Fu allora che vide la mano.
Oltre il vetro, in un’auto che affiancava il pullman, una bambina la salutava. Era un gesto antico, di quando i bambini avevano un cuore più bambino e mandavano saluti ai conducenti sconosciuti. Quella piccola le somigliava in modo inquietante: lo stesso taglio degli occhi che Laura ritrovava nelle proprie foto d’infanzia. Ma aveva qualcosa di strano: portava un foulard stretto sulla nuca e non aveva capelli. Accanto a lei, un uomo dal profilo stanco guidava con gli occhi lucidi. Laura ricambiò il saluto con un cenno timido, prima di abbandonarsi anche lei a un sonno senza sogni.
Quando riaprì gli occhi erano le 2:35. Il pullman era fermo in un’area di servizio isolata, una cattedrale di neon in mezzo al buio. Scese meccanicamente, col desiderio di sgranocchiare qualcosa che mettesse a tacere il vuoto nello stomaco. Ma, una volta alla cassa dell’autogrill, il cuore le accelerò: la bambina era di nuovo lì.
“Vi… vi conoscete?” chiese l’uomo, stringendo un vassoio con un caffè e un succo di frutta. “È lei la tua nuova maestra?”.
“No,” rispose Laura, sentendo un calore improvviso alle guance. “Ci siamo conosciute poco fa, in autostrada. Mi ha salutata dal finestrino e io ho ricambiato.
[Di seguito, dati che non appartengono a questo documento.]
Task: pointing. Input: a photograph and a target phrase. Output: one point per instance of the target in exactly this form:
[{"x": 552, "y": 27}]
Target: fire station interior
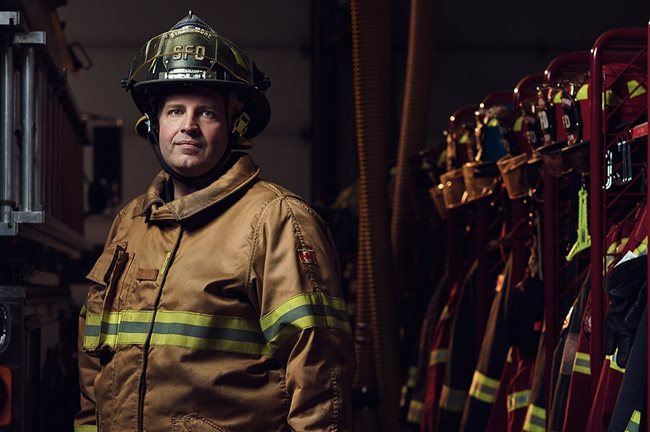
[{"x": 482, "y": 168}]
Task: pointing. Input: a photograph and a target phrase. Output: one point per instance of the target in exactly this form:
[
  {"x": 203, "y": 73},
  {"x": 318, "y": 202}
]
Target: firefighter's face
[{"x": 193, "y": 130}]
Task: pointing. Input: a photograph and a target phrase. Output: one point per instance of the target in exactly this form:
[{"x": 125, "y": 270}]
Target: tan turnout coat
[{"x": 218, "y": 311}]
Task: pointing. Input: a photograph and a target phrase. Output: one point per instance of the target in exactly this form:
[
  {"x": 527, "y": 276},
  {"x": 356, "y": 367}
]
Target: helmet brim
[{"x": 256, "y": 105}]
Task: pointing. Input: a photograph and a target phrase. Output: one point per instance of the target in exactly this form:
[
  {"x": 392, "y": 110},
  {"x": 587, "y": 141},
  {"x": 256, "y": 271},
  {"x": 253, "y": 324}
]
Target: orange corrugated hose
[
  {"x": 377, "y": 330},
  {"x": 413, "y": 129}
]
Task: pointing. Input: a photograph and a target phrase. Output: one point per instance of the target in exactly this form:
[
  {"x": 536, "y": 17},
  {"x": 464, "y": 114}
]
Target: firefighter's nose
[{"x": 189, "y": 125}]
Come si faceva una volta.”
Il papà accennò un sorriso amaro, guardando la figlia. “Ha la mania di salutare tutti. Dice che così nessuno si sente perso.” Poi, quasi d’istinto, aggiunse: “Vuole un caffè? Così può conoscere ufficialmente la sua nuova amica.”
Sedettero a un tavolino di plastica graffiata. Laura scoprì che la piccola si chiamava Elena e che quel viaggio notturno era il loro ritorno da un centro oncologico lontano.
“Anche io torno da una visita,” confessò Laura, e per la prima volta quella confessione non le pesò come un macigno. “Ma la mia ferita non si vede.”
L’uomo la guardò fisso negli occhi, con la solidarietà silenziosa di chi abita lo stesso deserto. “A volte quelle che non si vedono sono le più difficili da medicare, perché il mondo non sa dove mettere le bende.”
Elena, intanto, aveva preso un tovagliolo di carta e vi stava disegnando sopra con una biro blu. Lo tese a Laura. C’era una nuvola che pioveva, ma le gocce, invece di cadere a terra, volavano verso l’alto come piccoli palloncini.
“Perché volano in su?” chiese Laura, commossa.
“Perché hanno smesso di avere paura di cadere,” rispose la bambina con la candida semplicità dei suoi sette anni.
Quando il pullman ripartì, Laura tornò al suo posto. La pioggia era finita e l’asfalto brillava sotto le luci dei lampioni. Si rannicchiò nel sedile, stringendo in tasca quel tovagliolo di carta. Per la prima volta dopo mesi, non pensò all’oscurità che l’aspettava a casa, ma a quanto fosse ancora calda, nonostante tutto, la scia di quell’estate.